Il cambio di paradigma monetario coincide con lo stesso tipo di capovolgimento nella politica di bilancio. Per contrastare la recessione da pandemia Trump e Biden avevano rovesciato quei 5000 miliardi di cui sopra nelle tasche dei cittadini e nei bilanci delle imprese: uno sforzo equivalente alla spesa bellica nella seconda guerra mondiale. Ma adesso «la ricreazione è finita» anche qui. Non ci saranno altre manovre di spesa di quelle dimensioni, al massimo qualche mini-spesa, da qui alle elezioni di metà mandato tra nove mesi. La fine della spesa pubblica facile si comincia già a vedere nei bilanci delle famiglie. I salari continuano a crescere soprattutto nelle mansioni basse, ma i risparmi stanno già decrescendo. E l’inflazione si mangia una parte degli aumenti salariali.
Se stiamo facendo le prove generali per un remake degli anni Settanta, ricordiamoci che allora la spirale inflazionistica traduceva un forte conflitto distributivo. Era un periodo di mobilitazioni sindacali, scioperi, lotte sociali. Capitalisti e lavoratori si contendevano la ricchezza nazionale, ciascuno cercava di aumentare la propria quota. Nel braccio di ferro tra profitti e salari, l’inflazione era il termometro della tensione. Oggi qualcosa di simile è stato scatenato dalla pandemia, che ha creato scarsità di manodopera e ha migliorato il potere contrattuale dei dipendenti. Il meccanismo è questo: grazie ai sussidi abbondanti i lavoratori americani hanno avuto un cuscinetto di risparmi che ha consentito loro di diventare più selettivi, rifiutando proposte di lavori troppo faticosi o non abbastanza pagati.
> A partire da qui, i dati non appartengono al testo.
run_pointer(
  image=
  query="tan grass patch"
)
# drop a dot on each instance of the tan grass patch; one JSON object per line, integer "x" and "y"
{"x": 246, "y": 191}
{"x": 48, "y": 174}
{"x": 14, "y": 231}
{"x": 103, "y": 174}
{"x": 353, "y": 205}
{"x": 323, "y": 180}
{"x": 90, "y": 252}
Questo ha costretto le aziende ad alzare i salari, in maniera più accentuata per le mansioni meno qualificate. La banca centrale interviene sull’inflazione in modo indiretto: il rincaro del costo del denaro riduce il potere di spesa, raffredda la domanda, nel caso estremo può perfino provocare una recessione. Non sappiamo se sul versante sociale il finale sarà eguale a quello degli anni Settanta. Allora stravinse il capitale, con il neoliberismo reaganiano s’inaugurò un’epoca di bassa inflazione, alti profitti.